Bagai hilang ditelan bumi, tidak ada yang mengetahui kabar nasib rombongan ini hingga muncul berbagai spekulasi. Sampai Presiden Soekarno wafat pada 1970 pun, tidak ada informasi sedikitpun terhadap misi ini hingga 30 tahun kemudian, tepatnya pada 7 atau 14 April 1978.
Pada tanggal itu, dua orang pencari rotan di bukit Punggur, Lampung, melaporkan penemuannya kepada Pemerintah Lampung Tengah. Dia menemukan bangkai pesawat RI002 beserta semua kerangka jenazah penumpang dan awak pesawat, kecuali kerangka Bobby Earl Freeberg.
Tiga bulan kemudian, Kepala Staf Angkatan Udara, Marsekal Udara Ashadi Thahjadi mengumumkan bahwa kru dan penumpang RI002 telah gugur dalam melakukan tugasnya untuk Republik Indonesia saat berusaha menembus blokade Belanda.
Kru Indonesia RI002 dimakamkan di Taman Makam Pahlawan Tanjung Karang pada 29 Juli 1978, sedangkan letak makam Bobby Freeberg tidak diketahui. Pada tahun 2002 ia dianugerahi penghargaan Bintang Mahaputra Utama oleh pemerintah Indonesia.
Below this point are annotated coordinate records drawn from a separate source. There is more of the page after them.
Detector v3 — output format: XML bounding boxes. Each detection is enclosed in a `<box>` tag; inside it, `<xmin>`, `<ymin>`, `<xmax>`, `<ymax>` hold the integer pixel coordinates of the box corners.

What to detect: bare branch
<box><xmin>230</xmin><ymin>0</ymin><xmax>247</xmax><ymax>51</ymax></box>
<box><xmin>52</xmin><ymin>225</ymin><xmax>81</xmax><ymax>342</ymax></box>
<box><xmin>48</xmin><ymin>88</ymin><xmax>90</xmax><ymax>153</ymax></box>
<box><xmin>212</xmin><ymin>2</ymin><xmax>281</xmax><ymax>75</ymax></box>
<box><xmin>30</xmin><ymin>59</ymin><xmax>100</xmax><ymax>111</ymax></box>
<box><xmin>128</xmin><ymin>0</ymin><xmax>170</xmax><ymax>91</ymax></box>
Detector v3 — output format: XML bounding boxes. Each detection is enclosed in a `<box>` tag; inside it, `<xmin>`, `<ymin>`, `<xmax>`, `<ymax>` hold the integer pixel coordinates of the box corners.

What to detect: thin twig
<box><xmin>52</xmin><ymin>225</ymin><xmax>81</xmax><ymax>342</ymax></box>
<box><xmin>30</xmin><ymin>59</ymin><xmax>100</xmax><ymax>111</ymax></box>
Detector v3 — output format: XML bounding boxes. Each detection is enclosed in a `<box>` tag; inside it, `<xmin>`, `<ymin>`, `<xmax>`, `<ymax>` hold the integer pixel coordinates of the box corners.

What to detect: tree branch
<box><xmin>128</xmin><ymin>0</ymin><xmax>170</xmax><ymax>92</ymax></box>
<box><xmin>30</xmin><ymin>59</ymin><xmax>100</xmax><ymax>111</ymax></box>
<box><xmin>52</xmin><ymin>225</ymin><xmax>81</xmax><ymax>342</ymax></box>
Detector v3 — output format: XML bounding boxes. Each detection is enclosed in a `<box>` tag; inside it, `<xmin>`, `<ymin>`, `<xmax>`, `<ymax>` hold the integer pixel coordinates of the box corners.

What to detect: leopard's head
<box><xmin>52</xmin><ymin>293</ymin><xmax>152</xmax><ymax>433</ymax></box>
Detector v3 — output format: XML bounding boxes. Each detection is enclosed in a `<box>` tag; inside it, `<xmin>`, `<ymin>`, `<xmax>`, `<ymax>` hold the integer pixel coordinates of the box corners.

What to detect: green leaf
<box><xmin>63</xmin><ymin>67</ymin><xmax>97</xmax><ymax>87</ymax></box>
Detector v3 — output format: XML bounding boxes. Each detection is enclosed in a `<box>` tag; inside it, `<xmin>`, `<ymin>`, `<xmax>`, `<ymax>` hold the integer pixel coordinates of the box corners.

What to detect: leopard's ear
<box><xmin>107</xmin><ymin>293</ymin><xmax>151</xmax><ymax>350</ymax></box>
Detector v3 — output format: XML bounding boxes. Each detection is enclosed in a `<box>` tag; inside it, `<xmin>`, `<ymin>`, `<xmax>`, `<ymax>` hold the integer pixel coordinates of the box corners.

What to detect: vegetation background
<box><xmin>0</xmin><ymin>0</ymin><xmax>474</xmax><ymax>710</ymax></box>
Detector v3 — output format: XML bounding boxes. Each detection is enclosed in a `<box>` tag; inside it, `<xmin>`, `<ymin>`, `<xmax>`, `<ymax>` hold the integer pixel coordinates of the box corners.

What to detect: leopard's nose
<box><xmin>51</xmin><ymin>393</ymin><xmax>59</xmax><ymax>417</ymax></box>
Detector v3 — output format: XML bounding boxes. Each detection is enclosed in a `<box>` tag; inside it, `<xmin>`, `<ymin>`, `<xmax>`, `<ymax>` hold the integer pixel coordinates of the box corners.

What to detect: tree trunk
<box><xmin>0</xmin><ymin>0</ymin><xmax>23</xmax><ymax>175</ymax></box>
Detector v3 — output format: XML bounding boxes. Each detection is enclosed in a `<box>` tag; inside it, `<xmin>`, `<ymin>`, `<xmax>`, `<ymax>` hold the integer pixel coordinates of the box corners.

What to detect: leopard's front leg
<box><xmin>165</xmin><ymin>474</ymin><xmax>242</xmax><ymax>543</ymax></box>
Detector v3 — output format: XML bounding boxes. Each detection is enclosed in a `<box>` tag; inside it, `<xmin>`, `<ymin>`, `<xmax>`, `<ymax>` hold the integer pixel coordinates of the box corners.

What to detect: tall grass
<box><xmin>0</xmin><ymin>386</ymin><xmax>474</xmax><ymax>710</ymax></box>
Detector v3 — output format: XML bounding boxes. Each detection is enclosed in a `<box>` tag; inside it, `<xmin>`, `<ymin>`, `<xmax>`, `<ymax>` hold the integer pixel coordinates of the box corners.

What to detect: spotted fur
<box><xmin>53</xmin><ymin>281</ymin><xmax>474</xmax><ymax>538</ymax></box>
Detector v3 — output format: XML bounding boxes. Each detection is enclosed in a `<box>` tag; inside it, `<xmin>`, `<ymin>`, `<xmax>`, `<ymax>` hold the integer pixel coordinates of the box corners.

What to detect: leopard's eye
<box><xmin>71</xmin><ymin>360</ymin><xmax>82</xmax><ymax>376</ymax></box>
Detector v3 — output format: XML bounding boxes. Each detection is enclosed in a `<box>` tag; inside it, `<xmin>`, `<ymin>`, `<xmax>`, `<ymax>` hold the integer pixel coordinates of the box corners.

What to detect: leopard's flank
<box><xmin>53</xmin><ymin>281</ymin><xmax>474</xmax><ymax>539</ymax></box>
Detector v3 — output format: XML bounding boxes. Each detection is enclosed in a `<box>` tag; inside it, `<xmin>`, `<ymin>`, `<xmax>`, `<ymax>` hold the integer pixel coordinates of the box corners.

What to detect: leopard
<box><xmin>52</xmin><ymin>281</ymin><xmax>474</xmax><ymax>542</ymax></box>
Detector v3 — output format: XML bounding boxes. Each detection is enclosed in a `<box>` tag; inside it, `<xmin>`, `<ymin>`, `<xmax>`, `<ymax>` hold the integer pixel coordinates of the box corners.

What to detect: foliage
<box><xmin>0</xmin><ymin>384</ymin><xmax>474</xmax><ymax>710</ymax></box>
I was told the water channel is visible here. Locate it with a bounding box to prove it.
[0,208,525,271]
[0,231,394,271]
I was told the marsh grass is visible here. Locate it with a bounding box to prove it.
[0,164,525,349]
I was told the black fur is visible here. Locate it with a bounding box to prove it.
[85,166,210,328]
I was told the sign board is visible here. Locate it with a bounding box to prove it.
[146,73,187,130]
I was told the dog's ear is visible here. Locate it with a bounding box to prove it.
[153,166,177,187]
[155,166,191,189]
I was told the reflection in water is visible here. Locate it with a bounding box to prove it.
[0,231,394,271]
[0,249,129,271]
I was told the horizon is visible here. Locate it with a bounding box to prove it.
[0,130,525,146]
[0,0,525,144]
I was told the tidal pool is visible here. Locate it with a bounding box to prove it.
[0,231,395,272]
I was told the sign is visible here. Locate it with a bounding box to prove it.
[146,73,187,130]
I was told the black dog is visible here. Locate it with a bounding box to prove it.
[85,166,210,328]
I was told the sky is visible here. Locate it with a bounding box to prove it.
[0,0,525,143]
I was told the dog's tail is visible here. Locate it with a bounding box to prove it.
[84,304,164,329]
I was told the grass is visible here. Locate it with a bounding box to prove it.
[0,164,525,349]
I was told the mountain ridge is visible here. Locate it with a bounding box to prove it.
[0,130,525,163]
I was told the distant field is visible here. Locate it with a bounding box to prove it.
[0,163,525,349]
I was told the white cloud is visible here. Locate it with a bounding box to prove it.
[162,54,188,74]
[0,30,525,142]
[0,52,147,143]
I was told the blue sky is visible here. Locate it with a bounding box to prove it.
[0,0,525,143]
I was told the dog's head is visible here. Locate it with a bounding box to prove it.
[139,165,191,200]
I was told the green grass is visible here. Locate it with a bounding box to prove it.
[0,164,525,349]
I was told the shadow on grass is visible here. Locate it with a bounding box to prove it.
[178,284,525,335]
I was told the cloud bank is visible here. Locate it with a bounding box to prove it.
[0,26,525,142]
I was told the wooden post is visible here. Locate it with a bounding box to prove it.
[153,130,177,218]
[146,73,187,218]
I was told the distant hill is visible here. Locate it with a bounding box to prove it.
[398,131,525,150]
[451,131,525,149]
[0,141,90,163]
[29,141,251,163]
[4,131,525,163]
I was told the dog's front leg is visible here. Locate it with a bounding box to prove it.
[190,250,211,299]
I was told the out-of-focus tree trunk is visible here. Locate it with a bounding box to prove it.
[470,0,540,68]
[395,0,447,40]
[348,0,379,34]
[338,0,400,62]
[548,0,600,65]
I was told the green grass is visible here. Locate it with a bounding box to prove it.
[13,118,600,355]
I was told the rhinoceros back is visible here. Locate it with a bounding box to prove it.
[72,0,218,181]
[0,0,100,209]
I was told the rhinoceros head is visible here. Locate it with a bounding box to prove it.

Untuk mengenang jasa-jasa dan perjuangannya, anaknya Fuad S. Bakri bersama Teguh Wiyono menulis buku dengan judul Samaun Bakri, Sang Jurnalis dan Misteri Jatuhnya RI 002. Buku yang diterbitkan oleh Rajawali Konsultan itu diluncurkan pada 20 September 2014 di Museum Teks Proklamasi, Jakarta.